Identity of entities in a model is so important. All models have to be entered in some way, and this normally starts with an entity from which to walk. That entity could be “Customer” by customer ID but could equally be “DiskBlock” by filename and offset in an infrastructure domain. The identity of each entity in the system needs to be clear so the model can be accessed efficiently. If for each interaction with a model we waste precious cycles trying to find our entity as a starting point, then other optimisations can become almost irrelevant. Make identity explicit in your model and, if necessary, index entities by their identity so you can efficiently enter the model for each interaction.

Refine as we learn

It is also important to keep refining a model as we learn. If the model grows as a series of extensions without refining and distilling, then we end up with a spaghetti mess that is very difficult to manage when trying to achieve predictable performance. Never mind how difficult it is to maintain and support. Everyday we learn new things. Reflect this in the model and keep it up to date.

Implement no more, but also no less, than what is needed!

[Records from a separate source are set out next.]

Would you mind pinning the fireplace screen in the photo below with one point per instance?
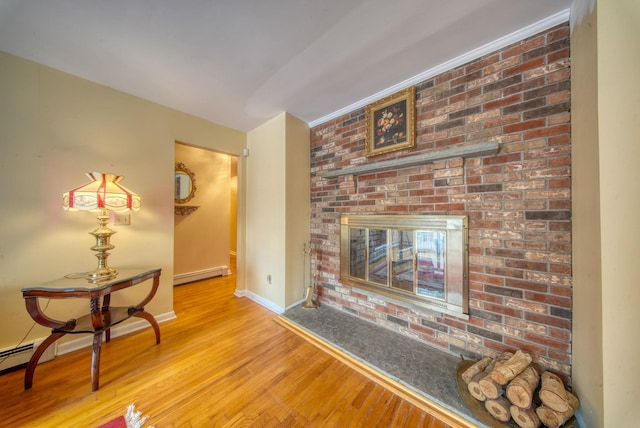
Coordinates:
(418, 259)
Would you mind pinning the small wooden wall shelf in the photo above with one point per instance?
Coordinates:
(468, 151)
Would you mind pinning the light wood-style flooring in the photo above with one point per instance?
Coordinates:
(223, 362)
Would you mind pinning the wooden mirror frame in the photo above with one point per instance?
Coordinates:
(182, 169)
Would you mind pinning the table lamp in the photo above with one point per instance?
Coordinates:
(101, 194)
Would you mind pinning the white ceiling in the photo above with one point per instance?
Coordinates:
(241, 62)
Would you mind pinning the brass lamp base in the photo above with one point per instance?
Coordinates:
(103, 234)
(309, 303)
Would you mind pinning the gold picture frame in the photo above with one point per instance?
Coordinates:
(390, 123)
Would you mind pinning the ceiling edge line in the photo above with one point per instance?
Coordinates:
(493, 46)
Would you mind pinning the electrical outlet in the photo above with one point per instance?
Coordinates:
(121, 219)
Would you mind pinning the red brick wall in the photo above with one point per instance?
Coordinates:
(518, 201)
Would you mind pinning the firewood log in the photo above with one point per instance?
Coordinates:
(525, 418)
(521, 389)
(504, 372)
(476, 368)
(499, 408)
(474, 387)
(551, 418)
(554, 395)
(490, 388)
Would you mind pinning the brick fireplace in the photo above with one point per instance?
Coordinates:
(518, 201)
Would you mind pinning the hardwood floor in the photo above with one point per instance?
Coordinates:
(223, 362)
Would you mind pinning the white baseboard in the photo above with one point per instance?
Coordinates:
(86, 341)
(199, 275)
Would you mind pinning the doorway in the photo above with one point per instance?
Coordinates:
(205, 222)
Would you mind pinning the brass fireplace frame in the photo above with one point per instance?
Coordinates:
(450, 292)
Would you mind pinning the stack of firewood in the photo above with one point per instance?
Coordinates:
(508, 386)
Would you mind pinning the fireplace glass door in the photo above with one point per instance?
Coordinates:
(418, 259)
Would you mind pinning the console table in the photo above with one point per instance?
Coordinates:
(100, 319)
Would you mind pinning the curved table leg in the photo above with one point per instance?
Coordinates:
(152, 321)
(95, 361)
(33, 362)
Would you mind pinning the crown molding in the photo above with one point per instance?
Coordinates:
(500, 43)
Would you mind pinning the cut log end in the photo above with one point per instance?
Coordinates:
(499, 409)
(525, 418)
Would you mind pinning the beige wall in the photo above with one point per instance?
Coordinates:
(202, 237)
(54, 128)
(298, 211)
(277, 210)
(606, 183)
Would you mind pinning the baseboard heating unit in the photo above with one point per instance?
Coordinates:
(18, 355)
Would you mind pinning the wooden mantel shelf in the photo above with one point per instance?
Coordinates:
(472, 150)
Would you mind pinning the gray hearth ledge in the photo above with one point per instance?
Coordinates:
(420, 367)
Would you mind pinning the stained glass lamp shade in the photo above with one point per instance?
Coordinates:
(103, 193)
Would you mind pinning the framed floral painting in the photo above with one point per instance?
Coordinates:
(390, 123)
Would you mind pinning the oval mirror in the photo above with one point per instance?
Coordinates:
(185, 184)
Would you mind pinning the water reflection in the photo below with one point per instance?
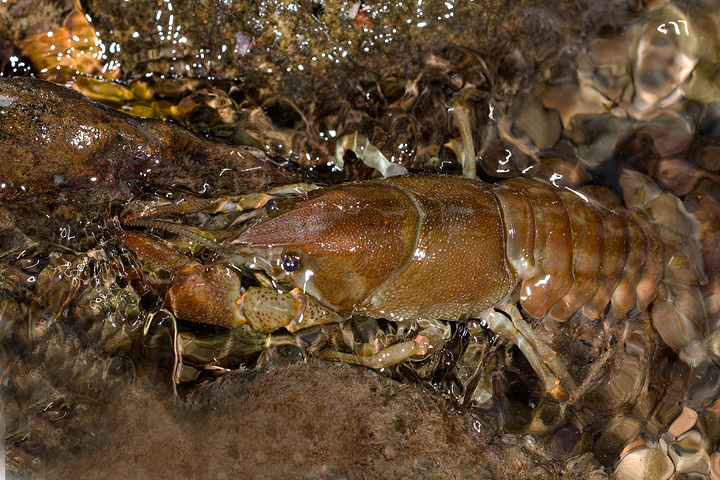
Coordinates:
(640, 93)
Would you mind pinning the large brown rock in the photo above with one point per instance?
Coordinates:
(306, 419)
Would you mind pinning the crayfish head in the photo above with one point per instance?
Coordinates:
(338, 244)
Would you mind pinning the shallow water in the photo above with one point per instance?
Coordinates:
(571, 94)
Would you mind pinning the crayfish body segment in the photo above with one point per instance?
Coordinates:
(430, 247)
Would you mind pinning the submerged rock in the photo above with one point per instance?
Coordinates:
(306, 419)
(59, 149)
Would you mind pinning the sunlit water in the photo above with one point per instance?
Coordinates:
(640, 91)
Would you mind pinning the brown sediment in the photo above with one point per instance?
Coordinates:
(59, 149)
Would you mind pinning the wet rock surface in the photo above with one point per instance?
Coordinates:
(59, 149)
(300, 419)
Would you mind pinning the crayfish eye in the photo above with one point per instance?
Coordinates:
(290, 263)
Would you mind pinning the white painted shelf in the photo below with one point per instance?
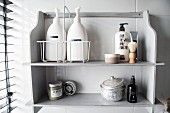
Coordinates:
(92, 99)
(93, 63)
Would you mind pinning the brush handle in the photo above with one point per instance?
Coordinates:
(132, 58)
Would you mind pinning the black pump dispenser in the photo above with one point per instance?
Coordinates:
(132, 80)
(122, 26)
(132, 91)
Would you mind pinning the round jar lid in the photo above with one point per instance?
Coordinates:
(113, 83)
(55, 84)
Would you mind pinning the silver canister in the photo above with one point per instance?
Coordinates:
(55, 90)
(70, 87)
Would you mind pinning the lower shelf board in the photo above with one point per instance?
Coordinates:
(91, 99)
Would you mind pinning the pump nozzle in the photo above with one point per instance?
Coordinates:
(77, 10)
(133, 79)
(122, 26)
(57, 12)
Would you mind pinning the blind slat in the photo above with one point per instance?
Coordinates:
(7, 61)
(7, 70)
(7, 18)
(4, 105)
(7, 87)
(4, 43)
(7, 52)
(7, 2)
(8, 27)
(7, 10)
(7, 35)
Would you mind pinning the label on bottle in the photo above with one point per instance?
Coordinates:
(56, 93)
(123, 42)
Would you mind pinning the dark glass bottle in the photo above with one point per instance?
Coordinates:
(132, 91)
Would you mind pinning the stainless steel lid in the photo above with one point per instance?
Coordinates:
(113, 83)
(55, 84)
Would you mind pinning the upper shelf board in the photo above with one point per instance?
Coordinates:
(98, 14)
(92, 99)
(93, 63)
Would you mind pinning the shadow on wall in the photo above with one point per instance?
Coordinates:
(162, 25)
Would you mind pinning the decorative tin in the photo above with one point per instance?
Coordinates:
(113, 89)
(70, 87)
(55, 90)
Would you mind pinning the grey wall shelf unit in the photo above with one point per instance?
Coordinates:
(88, 92)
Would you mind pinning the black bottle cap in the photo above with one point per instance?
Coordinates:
(122, 26)
(132, 79)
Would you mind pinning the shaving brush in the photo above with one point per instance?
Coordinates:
(132, 55)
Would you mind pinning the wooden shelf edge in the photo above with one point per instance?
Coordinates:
(93, 63)
(91, 100)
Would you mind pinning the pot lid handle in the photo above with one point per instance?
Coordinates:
(112, 77)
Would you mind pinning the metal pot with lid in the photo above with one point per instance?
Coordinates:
(113, 89)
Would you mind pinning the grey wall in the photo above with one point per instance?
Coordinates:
(160, 21)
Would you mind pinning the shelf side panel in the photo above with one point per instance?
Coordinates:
(38, 82)
(38, 33)
(148, 39)
(148, 82)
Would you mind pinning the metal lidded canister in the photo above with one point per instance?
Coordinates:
(70, 87)
(55, 90)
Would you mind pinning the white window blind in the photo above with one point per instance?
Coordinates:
(7, 53)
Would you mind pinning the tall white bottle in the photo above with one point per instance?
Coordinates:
(55, 49)
(76, 50)
(121, 43)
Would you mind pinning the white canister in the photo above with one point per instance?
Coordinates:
(121, 43)
(77, 49)
(55, 48)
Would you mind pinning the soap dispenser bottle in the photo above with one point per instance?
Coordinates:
(121, 43)
(76, 49)
(132, 91)
(55, 49)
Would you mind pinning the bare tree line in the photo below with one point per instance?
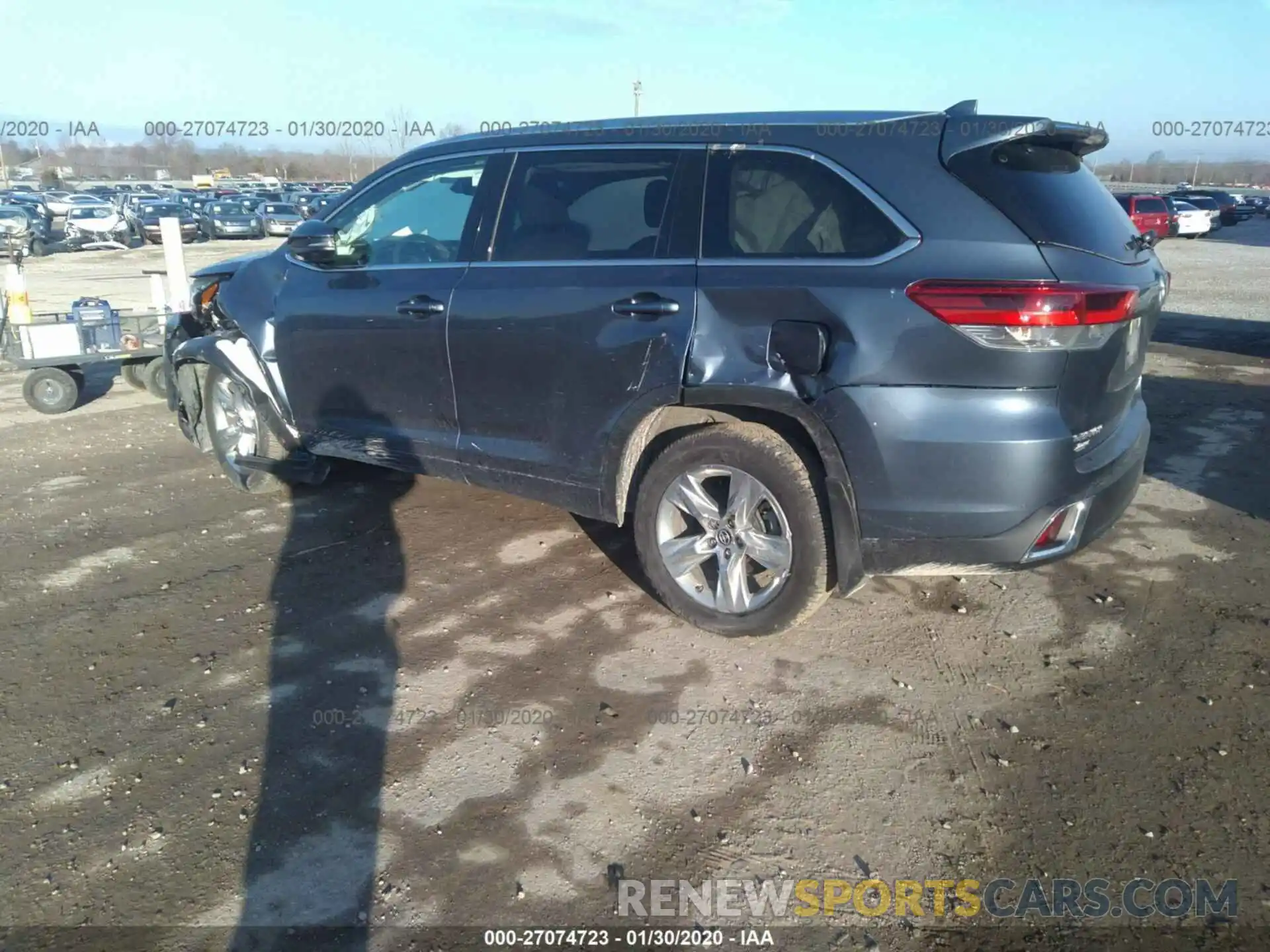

The fastest code is code that does just what is needed and no more. Perform the instructions to complete the task and no more. Really fast code is normally not a weird mess of bit-shifting and complier tricks. It is best to start with something clean and elegant. Then measure to see if you are within performance targets. So often this will be sufficient. Sometimes performance will be a surprise. You then need to apply science to test and measure before jumping to conclusions. A profiler will often tell you where the time is being taken. Once the basic modelling mistakes and assumptions have been corrected, it usually takes just a little mechanical sympathy to reach the performance goal. Unused code is waste. Try not to create it. If you happen to create some, then remove it from your codebase as soon as you notice it.

Conclusion

When cross-functional requirements, such as performance and availability, are critical to success, I’ve found the most important thing is to get the model correct for the domain at all levels. That is, take the principles of DDD and make sure your code is an appropriate reflection of each domain. Be that the domain of business applications, or the domain of interactions with infrastructure, I’ve found modelling is everything.